I try to run your Topic Modelling -passing my csv file , am getting TypeError: no supported conversion for types: (dtype('O'),) error. I changed your code as shown below since i don't have pickle
import pandas as pd
data = pd.read_csv('C:/Users/tbadi/TestIncidentDataCSV.csv')
>>> my local file
from gensim import matutils, models
import scipy.sparse
tdm = data.transpose()
tdm.head()
sparse_counts = scipy.sparse.csr_matrix(tdm)
corpus = matutils.Sparse2Corpus(sparse_counts)
#cv = pickle.load(open("cv_stop.pkl", "rb"))
id2word = dict((v, k) for k, v in cv.vocabulary_.items())
Bless your soul!
You’re amazing. Everything was so brilliantly explained. Thank you so much
ML and NLP are the most boring and useless subjects ever
Genius!!! Thanks!!!
Excellent video!!
Can the approach model opinions or argumentative text?
H iAlice,
Topic A: Bananas -40%?, Kale 30%, Breakfast ..?

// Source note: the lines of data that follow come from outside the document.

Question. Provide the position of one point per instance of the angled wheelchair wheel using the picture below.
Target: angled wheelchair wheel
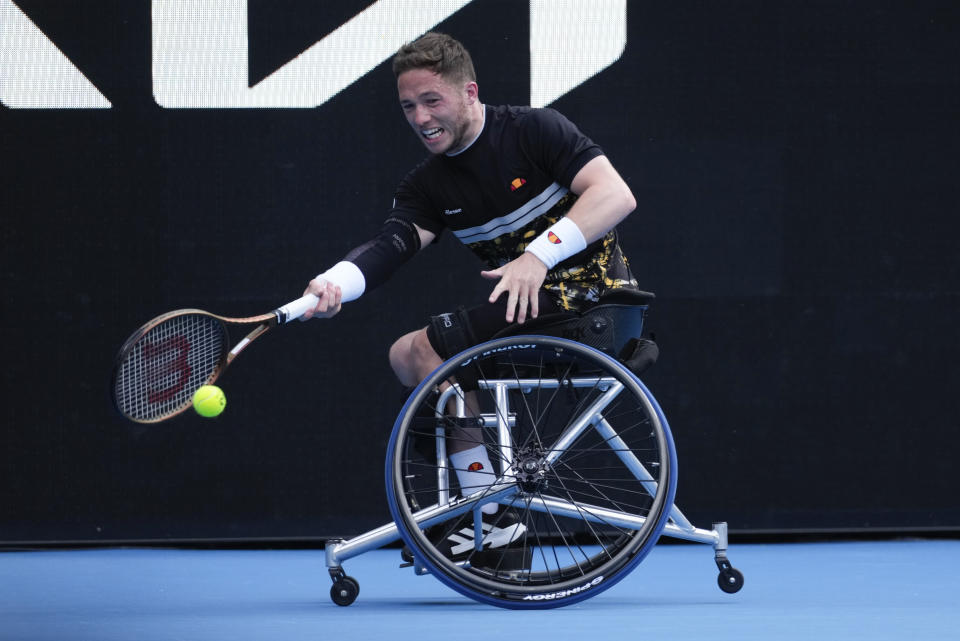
(584, 472)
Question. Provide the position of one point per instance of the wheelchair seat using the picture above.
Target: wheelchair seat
(608, 326)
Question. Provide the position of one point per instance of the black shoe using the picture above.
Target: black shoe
(499, 531)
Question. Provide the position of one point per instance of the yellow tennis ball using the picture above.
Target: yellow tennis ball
(209, 401)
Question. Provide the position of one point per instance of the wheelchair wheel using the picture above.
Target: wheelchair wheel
(583, 459)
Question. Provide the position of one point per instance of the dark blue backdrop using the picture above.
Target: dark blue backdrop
(795, 166)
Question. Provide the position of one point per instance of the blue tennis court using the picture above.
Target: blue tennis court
(847, 590)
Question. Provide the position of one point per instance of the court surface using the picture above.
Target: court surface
(904, 589)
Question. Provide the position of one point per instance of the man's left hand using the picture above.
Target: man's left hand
(521, 278)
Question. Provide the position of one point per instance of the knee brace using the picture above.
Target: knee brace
(451, 333)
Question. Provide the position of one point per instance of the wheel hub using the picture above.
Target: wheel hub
(531, 470)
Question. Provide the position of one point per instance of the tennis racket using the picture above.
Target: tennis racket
(164, 362)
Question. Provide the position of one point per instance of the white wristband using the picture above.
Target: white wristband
(562, 240)
(348, 278)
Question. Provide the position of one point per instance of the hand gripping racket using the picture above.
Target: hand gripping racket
(164, 362)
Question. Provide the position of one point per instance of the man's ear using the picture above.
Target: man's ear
(472, 91)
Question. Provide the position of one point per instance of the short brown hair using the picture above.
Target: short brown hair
(440, 54)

Topic B: Kittens- 30%, Puppies 20%
How did you assign the percentages?
Also, When word is randomly assigned to a topic, probability of the word in the topic is 50%. With 50% of chance how is a topic for a word determined in the next iteration? So my question is how does reassignment happen in the next iteration?
Excellent explanation. Very useful video. Thanks a lot 🙂
wow~ excellent explanation. thanks
Simply amazing!
LDA is a unsupervised technique, after assigning each word to one of the topics randomly during first iteration how does it change its assignment to other topics in next or subsequent iterations? On what basis it is changing the assignment. Please provide an explanation.
Really nice to see all the failed attempts, so many instructors jump to final solution!
The explanation is crystal clear, but i would be more thankful if you explain the mathematical part.